4. Change your relationship to sugar.

Americans are eating more sugar now than ever. “The average person eats 152.4 pounds of sugar and other sweeteners, ” reports Chaudhary from USDA stats that compare eating habits from today to 30 years ago. The problem with this is that studies have linked this boost in sugar consumption with an increased risk of cardiovascular disease and mortality. The answer isn’t to eliminate sugar altogether, but rather to change your relationship to it.

To reign in your sweet tooth, Chaudhary recommends the herbs ashwagandha as well as brahmi, a popular herb in India that is sold in capsule form in the U.S. Chaudhary refers to brahmi as a “brain tonic” because of its beneficial effects on cognitive function and specifically how it regulates overloaded and exhausted pleasure circuits. “When you put those two [supplements] together, they’re really fighting the underlying neurochemical process of addiction,” she says. Their goal is to try to change the conversation between your brain and your gut, which gets confused by bad gut bacteria that begs for your food addictions that release the neurotransmitters needed for its own survival. “Once you wipe a lot of the bad bacteria and the yeast in your gut—because your addictions are driven in part just by the chemicals they release—it feels miraculous,” she writes.


Related: Change Your Mind, Change Your Body?


 

5. Meditate.

Chaudhary has been practicing meditation since she was a kid thanks to her progressive parents. She includes this practice in her plan to help people deal with difficult emotions, including mood swings and feelings that may surface during this process.

“We actually carry cellular debris from emotional trauma. What I found is, on this plan, all of this emotional trauma and emotional memories were coming up. That’s when patients were most tempted to sabotage the process by eating foods that were toxic, basically to block the whole process from occurring,” Chaudhary explains. This is where meditation could help you cope with the discomfort.

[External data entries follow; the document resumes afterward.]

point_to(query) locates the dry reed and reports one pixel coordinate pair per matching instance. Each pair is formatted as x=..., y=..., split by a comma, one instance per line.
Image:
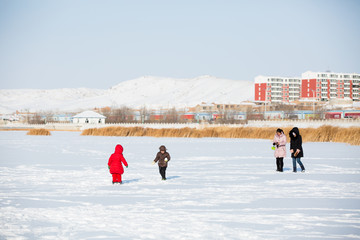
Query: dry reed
x=321, y=134
x=43, y=132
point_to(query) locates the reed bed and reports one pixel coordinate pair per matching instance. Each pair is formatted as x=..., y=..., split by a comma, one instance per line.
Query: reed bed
x=43, y=132
x=321, y=134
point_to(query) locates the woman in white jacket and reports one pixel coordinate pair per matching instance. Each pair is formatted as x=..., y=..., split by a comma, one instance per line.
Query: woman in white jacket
x=280, y=149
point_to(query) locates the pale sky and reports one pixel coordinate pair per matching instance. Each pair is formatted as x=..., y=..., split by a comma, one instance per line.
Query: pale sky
x=47, y=44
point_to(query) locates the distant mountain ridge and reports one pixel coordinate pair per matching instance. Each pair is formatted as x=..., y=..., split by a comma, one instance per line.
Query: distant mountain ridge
x=153, y=92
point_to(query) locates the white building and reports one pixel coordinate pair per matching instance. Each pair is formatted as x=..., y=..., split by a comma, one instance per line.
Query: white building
x=277, y=89
x=89, y=117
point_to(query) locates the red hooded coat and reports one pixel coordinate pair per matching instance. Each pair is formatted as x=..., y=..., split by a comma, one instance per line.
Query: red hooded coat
x=116, y=159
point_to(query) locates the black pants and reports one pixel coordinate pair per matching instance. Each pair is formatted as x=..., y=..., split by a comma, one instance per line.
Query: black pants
x=279, y=164
x=162, y=171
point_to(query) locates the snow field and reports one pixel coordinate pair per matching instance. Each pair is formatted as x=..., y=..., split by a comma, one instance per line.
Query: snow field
x=59, y=187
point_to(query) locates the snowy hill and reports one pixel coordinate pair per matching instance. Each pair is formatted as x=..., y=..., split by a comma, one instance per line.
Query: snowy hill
x=153, y=92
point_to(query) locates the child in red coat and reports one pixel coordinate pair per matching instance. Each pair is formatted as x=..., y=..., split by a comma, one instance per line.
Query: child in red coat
x=115, y=163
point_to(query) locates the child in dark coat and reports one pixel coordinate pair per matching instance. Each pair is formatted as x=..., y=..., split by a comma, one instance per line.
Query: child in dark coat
x=115, y=163
x=296, y=148
x=162, y=158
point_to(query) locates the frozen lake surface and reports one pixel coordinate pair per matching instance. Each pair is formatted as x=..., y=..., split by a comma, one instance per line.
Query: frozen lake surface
x=59, y=187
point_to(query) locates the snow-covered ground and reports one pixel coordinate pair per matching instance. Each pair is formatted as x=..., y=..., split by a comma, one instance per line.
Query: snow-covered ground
x=59, y=187
x=153, y=92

“Meditation is a way of detoxing the brain, detoxing those emotions, and preventing people from self-sabotaging, in addition to a slew of neurological benefits,” she says. “When something hurts, we look for ways of relief, but the mechanisms that we know of relief, unfortunately, oftentimes involve food addictions or other addictions. Meditation is a way out.”

6. Take your time—you’re in it for the long haul.

Chaudhary is the first to admit that she moved through the four phases of her plan at a very slow pace. “When I got headache-free, I had only done a small fraction of this. It took a couple of years to really embrace everything. I would not have been able to do this plan quickly. I did it over time, and when I got to the end of it, I was exactly where I wanted to be,” she says. Basically, there’s no rush. This is not a quick fix, but a long-term goal to get your body back to working in “prime” condition.